Ce jour-là même, le congrès de Châtillon reprenait ses conférences si malencontreusement interrompues, et les plénipotentiaires alliés présentaient au duc de Vicence un projet de traité dont la substance était la réduction de la France dans ses anciennes limites. On voit qu’on était loin de pouvoir s’entendre.

Ce qui explique et justifie jusqu’à un certain point les illusions que Napoléon se faisait ou semblait se faire sur ce retour de fortune, c’est le sentiment de consternation et de trouble qui, pendant quelques jours, paralysa les conseils de la coalition. Les victoires de l’empereur des Français n’en étaient pas la seule cause.
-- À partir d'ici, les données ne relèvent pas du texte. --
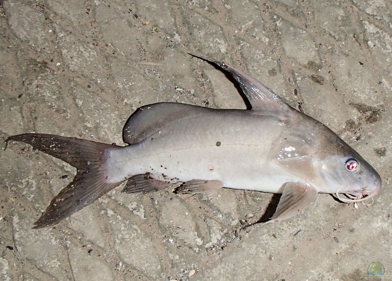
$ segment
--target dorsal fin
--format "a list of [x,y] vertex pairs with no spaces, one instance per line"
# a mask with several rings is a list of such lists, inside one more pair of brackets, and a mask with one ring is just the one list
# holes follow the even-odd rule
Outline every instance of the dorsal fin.
[[124,142],[133,144],[148,137],[164,133],[162,129],[184,118],[195,118],[212,110],[184,103],[161,102],[139,108],[129,118],[122,129]]
[[226,63],[220,64],[238,82],[252,110],[289,112],[293,110],[272,91],[259,81]]
[[271,89],[243,71],[224,62],[221,63],[188,53],[193,57],[208,62],[216,68],[228,72],[239,84],[252,110],[275,112],[282,117],[292,117],[292,114],[297,112],[295,109],[283,101]]

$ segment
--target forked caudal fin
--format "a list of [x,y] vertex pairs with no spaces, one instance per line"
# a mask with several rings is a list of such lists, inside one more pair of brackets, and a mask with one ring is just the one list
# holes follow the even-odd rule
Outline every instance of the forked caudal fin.
[[115,145],[45,134],[22,134],[5,140],[23,141],[77,169],[72,182],[52,199],[33,228],[54,225],[87,206],[121,182],[107,183],[105,150]]

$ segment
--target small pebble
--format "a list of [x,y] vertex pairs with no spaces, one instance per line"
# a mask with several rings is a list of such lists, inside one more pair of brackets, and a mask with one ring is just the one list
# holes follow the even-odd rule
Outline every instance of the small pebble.
[[189,277],[191,277],[192,275],[193,275],[195,273],[196,273],[196,271],[195,269],[192,269],[189,271],[189,274],[188,274],[188,276]]

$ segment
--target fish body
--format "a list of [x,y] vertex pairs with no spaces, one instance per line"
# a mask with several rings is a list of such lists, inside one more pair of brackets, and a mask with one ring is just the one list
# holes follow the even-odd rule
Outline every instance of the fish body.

On croyait voir se manifester, dans la population des campagnes, les premiers symptômes d’un mouvement qui eût placé les alliés dans une position bien dangereuse. Des corps de partisans s’étaient formés en Lorraine et en Alsace, et leurs courses, non moins que les vigoureuses sorties des nombreuses garnisons françaises, interceptaient les communications des armées alliées, dont ils enlevaient quelquefois les convois. En Champagne, en Bourgogne, les paysans, exaspérés par les pillages et les violences des Cosaques et de certaines troupes allemandes, se levaient, s’armaient de tous côtés et massacraient ou faisaient prisonniers les soldats isolés, on voyait même sortir des villes des volontaires qui s’associaient à cette chasse. Lorsque les alliés étaient obligés, par l’approche des troupes françaises, d’abandonner une ville qu’ils avaient momentanément occupée, les habitans tiraient sur eux au moment de leur retraite. Les faibles détachemens qui traversaient les villages étaient aussi en butte à des hostilités. Ce mouvement, en devenant plus général, pouvait susciter de grands dangers aux envahisseurs.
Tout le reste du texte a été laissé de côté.